In the team's tests, virtualized programs ran at 95 percent of the speed on bare metal.

To conduct the tests, the researchers got 12 hours of dedicated system time on the Sandia Red Storm supercomputer to conduct the tests. The tests were run on 6,240 quad-core compute nodes

They ran the applications in two modes -- real and virtual. To set a baseline, one run was done in the native Red Storm environment, which employs the Catamount Lightweight Kernel (LWK), a lightweight operating system.

For the virtual deployment, the researchers booted onto Red Storm nodes their own next generation version of LWK, called Kitten. To run a virtual machine, Kitten was embedded with the Palacios virtual machine monitor, developed by Northwestern University in Evanston, Illinois, and the University of New Mexico.

The virtual machines then booted the Catamount as the guest OS. The test applications were launched from Red Storm's application launch tool, as per the normal protocol. "From the user's perspective on the service node, there is no visible change to the normal Red Storm software environment," Pedretti said.

A range of different programs was tested, including simple benchmarking operations and two actual operational applications, Sandia's own CTH shock-wave simulation code and the SAIC Adaptive Grid Eulerian (SAGE) hydrodynamics simulation application.

The programs were spread across multiple nodes, from two nodes to all 6,240, depending on the program itself.

The researchers decided to test only virtualization software developed for the HPC computing environments because mainstream virtualization software, such as Xen, is oriented more toward commodity server consolidation rather than high-performance computing, Pedretti said.
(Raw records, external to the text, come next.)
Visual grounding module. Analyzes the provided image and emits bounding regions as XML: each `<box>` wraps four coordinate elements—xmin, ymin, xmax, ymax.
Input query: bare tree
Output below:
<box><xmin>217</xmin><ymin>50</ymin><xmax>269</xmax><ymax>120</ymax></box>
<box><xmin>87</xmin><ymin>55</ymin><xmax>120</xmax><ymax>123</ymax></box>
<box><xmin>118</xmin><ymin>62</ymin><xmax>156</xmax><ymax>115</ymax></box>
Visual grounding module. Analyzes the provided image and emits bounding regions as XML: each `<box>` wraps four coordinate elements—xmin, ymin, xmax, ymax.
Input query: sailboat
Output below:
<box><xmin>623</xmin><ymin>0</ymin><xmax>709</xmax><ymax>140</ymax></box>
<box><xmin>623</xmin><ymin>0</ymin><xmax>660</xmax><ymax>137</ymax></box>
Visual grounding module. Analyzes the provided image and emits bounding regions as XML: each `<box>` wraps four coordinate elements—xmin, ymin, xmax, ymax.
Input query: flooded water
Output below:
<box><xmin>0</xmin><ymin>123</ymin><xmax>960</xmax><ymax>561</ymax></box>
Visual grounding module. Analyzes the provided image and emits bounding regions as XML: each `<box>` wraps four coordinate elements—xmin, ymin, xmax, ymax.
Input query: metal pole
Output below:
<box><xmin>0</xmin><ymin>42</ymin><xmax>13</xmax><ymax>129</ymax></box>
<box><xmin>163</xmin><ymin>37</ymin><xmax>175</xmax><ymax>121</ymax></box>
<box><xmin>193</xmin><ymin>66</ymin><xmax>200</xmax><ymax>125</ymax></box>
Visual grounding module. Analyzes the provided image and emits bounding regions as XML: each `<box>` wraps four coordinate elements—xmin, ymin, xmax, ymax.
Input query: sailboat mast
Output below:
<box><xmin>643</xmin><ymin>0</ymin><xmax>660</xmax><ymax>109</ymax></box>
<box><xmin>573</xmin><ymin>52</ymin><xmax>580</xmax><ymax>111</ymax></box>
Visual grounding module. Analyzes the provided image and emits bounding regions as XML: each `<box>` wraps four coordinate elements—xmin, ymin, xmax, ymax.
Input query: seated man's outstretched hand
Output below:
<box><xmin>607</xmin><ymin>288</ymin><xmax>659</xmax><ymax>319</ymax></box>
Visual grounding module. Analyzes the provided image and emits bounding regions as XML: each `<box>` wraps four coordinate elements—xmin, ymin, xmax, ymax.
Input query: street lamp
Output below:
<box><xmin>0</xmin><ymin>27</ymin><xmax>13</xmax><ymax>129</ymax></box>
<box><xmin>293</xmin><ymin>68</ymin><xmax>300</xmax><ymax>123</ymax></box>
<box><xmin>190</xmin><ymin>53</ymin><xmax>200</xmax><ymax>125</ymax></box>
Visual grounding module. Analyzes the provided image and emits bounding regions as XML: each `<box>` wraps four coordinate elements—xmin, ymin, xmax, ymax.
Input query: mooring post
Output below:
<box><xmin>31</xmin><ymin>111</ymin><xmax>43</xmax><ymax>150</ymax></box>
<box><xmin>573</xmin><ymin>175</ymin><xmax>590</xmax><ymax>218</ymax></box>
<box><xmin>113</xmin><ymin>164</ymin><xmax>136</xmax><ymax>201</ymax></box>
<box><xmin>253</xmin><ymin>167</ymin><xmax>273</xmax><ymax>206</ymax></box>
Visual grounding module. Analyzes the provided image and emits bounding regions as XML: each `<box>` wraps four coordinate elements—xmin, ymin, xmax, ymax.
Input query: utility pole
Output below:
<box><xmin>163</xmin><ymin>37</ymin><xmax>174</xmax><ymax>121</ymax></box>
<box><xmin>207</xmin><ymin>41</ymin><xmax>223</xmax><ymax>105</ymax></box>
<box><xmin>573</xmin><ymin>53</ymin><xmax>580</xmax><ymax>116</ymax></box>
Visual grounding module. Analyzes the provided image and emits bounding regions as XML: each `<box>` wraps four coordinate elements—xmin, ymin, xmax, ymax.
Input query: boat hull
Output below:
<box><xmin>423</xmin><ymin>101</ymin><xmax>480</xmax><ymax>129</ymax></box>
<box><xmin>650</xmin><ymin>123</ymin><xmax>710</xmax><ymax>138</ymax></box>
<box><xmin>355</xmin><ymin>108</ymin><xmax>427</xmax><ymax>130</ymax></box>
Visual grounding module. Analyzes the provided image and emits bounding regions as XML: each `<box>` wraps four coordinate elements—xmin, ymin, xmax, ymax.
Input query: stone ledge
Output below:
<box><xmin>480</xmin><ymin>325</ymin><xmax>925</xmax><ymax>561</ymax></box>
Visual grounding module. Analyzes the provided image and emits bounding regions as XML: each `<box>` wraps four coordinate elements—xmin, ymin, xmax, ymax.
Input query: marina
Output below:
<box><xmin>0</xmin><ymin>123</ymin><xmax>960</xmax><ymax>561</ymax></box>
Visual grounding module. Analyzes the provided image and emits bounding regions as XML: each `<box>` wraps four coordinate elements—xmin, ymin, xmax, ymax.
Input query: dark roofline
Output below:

Also, using HPC software allows the researchers to fine tune the settings to such a degree that would not be possible with the mainstream hypervisors.

Red Storm was ranked as the 17th most powerful supercomputer in the world by the most recent compilation of the Top500.org listing of supercomputers. A Cray XT-based machine running Linux, Red Storm runs 12,960 Advanced Micro Devices Opteron processors (6,720 dual-core and 6,240 quad core for a total of 38,400 cores). The system has been demonstrated to calculate 204 TFlops (trillion floating-point operations per second).

This project is not Sandia's first foray into supercomputer virtualization. Last summer, two Sandia researchers investigated the use of the Lguest Linux hypervisor to launch 1 million nodes on another Sandia supercomputer, in order to replicate a massive botnet, for research purposes.